There are even some decent arguments that suggest that marijuana has a broader range of resource value than tobacco. It produces a fuel that has a more efficient buring rate than petroleum, there are medical uses for it, clothing can be made out of it’s fibers, paper, many things. The matter at hand is not whether or not it is a positive step to legalize it, but rather “what kind of restrictions” do we place on it’s use? Out of moderation, marijuana is more dangerous than tobacco, which is a liability. Yet if it were contolled correctly it could be very productive, more so than tobacco I would think.

Okay. This is not some makeshift campaign. I apologize.

Leave it to philosophers to not get the point of humor.

I thought it was funny. I read something vaguely similiar in i think the seven habits of highly effective people by Stephen Covey. There is a certain amount of truth to it. The golf balls have to go into the jar first. That was Covey’s point. Take care of the important things, put first things first.

“Leave it to philosophers to not get the point of humor.”

No, Raf, I didn’t mean to come off that way at all. In fact, aside from the humor, there is an important metaphor at work, worthy of philosophical speculation indeed.

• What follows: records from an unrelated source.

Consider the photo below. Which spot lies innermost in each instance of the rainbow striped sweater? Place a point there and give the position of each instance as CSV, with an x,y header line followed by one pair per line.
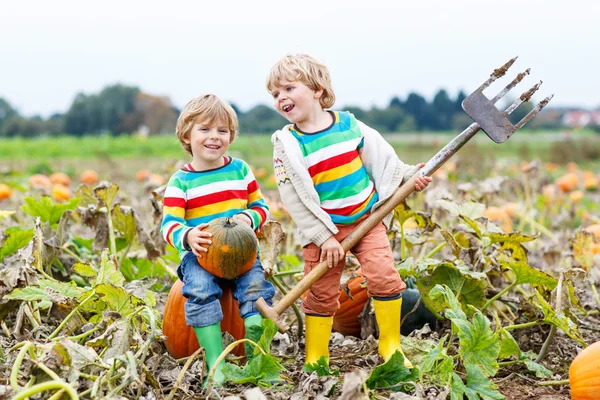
x,y
195,197
308,202
332,155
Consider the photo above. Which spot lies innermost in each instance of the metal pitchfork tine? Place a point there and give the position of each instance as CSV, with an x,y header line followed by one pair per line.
x,y
486,116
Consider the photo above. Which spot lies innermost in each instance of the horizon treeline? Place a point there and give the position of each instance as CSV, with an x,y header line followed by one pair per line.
x,y
120,109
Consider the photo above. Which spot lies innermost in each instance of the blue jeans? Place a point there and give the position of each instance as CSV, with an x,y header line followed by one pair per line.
x,y
203,291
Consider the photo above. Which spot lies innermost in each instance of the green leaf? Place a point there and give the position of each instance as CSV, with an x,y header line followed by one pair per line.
x,y
106,193
85,270
263,370
109,271
478,386
392,373
479,346
527,274
17,238
560,320
116,338
437,366
321,367
539,370
508,345
118,299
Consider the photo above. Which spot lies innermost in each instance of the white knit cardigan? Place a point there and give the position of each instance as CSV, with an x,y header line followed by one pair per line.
x,y
298,192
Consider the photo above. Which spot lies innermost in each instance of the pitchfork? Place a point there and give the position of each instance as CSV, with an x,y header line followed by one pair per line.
x,y
486,116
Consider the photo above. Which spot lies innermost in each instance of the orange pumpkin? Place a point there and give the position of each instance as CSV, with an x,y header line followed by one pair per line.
x,y
181,339
345,320
39,181
5,192
89,177
594,230
142,175
584,374
576,196
233,249
60,193
60,178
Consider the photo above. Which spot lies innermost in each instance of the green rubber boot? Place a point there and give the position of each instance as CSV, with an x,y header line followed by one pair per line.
x,y
209,337
249,322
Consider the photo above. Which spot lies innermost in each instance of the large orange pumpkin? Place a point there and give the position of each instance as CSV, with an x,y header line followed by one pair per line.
x,y
584,374
233,249
181,339
345,320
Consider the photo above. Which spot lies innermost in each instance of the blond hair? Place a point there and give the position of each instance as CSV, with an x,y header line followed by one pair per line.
x,y
303,68
208,109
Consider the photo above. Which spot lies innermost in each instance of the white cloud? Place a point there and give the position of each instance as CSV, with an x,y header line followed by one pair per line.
x,y
375,49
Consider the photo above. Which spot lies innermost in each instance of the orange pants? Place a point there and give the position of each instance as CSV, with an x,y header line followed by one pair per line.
x,y
374,254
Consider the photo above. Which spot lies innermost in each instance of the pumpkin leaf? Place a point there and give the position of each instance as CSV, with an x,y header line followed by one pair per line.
x,y
106,193
478,344
581,246
109,271
560,320
262,370
468,286
321,367
437,366
116,339
392,373
526,274
478,386
117,299
16,239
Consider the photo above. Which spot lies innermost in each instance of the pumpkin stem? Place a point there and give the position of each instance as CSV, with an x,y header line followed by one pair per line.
x,y
554,383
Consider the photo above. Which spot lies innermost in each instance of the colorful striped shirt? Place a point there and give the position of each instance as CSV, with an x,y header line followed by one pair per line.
x,y
195,197
344,187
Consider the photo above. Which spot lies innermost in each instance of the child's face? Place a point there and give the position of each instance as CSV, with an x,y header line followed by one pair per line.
x,y
295,101
209,142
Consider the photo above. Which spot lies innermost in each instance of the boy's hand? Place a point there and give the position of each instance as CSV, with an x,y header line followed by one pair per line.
x,y
332,251
422,181
244,218
198,240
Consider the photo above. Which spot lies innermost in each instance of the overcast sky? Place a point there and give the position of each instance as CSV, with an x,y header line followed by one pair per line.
x,y
375,49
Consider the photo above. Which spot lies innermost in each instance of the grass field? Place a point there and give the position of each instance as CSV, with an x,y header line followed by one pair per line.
x,y
130,152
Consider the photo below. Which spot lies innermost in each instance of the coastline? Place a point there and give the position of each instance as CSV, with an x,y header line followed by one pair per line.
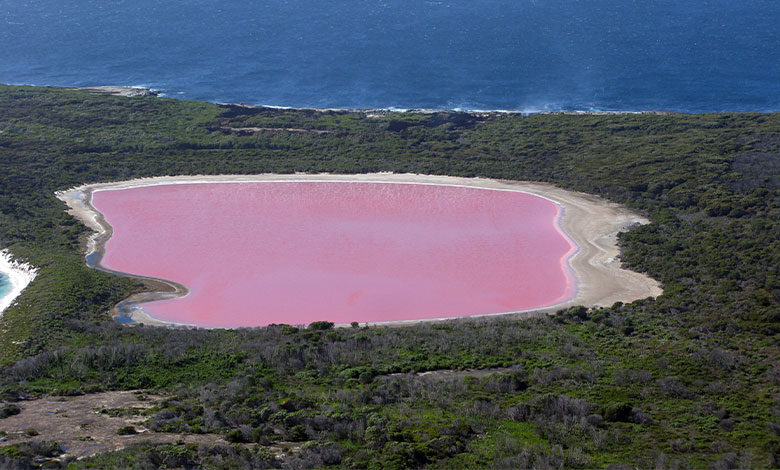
x,y
131,91
19,274
590,222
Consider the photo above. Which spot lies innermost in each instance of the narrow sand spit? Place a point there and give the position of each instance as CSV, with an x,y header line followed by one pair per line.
x,y
20,275
591,222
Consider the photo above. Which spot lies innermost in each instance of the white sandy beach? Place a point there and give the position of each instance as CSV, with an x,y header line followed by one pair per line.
x,y
591,222
20,275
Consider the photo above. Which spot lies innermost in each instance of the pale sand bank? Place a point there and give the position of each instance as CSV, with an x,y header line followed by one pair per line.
x,y
591,222
20,275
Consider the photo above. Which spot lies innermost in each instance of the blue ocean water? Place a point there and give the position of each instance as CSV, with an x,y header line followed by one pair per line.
x,y
617,55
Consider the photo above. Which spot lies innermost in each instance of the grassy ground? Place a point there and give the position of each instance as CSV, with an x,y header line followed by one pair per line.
x,y
688,380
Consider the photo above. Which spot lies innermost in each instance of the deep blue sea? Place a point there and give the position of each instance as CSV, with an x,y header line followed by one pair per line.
x,y
611,55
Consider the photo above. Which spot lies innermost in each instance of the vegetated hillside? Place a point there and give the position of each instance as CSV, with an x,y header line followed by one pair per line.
x,y
691,379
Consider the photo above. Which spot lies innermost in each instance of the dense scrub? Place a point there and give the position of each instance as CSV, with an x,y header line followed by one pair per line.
x,y
689,380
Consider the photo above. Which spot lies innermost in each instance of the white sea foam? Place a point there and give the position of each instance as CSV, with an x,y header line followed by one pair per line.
x,y
19,274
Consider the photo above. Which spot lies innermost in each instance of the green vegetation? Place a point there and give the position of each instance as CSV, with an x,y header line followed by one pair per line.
x,y
691,379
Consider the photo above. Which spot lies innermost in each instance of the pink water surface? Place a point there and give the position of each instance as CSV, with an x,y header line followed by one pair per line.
x,y
297,252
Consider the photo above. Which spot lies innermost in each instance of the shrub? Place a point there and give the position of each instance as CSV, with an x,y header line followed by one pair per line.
x,y
126,431
9,410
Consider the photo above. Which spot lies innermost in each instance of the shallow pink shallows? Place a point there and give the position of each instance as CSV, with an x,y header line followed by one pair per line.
x,y
297,252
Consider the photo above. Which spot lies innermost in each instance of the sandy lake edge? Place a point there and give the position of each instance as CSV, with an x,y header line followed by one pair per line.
x,y
591,222
19,274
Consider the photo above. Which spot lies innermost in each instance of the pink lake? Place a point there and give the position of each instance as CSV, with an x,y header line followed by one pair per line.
x,y
258,253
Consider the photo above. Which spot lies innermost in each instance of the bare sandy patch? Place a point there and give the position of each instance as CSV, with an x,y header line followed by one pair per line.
x,y
19,274
591,222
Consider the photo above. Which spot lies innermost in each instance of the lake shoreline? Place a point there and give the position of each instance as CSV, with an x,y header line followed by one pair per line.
x,y
19,274
591,223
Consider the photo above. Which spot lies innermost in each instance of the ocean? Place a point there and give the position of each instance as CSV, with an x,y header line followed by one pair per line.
x,y
523,55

I’m just babbling tonight. I have some spare time and, also, have been very impressed with the new arrivals. Browsing through your posts I become enthusiastic and am inspired to post. “He who hath ears let him hear,” I think it goes.

No, I’m kidding. I appreciate the humor and it is ironic that my way of aquainting myself with you all, through this kind of casual interaction, can be misunderstood.

I wasn’t criticizing…I thought the response was more funny than the joke is so far as it’s exactly what I had hoped for!

How do you make a philosopher speak?

Tell him he doesn’t exist.

How do you make a philosopher shut up?

Tell him nothing exists.

"How do you make a philosopher speak?

Tell him he doesn’t exist.

How do you make a philosopher shut up?

Tell him nothing exists."

[laughing]

Yeah, how does it go again…

There Is and there Is what’s not what Is. What’s not what Is, Is, insofar as it Is what it Is not, but not what Isn’t what it Is, has equal right to exIst as far as exIstence Is concerned with what Is.

Nevermind.

i thought it was great!!!
philosophers and symposiums go hand in hand. sartre philosophised over beer, as marshall said in another thread. wine and socrates go well together… although nietzsche did condemn beer together with christianity.
im a beer swigging girl and proud of it.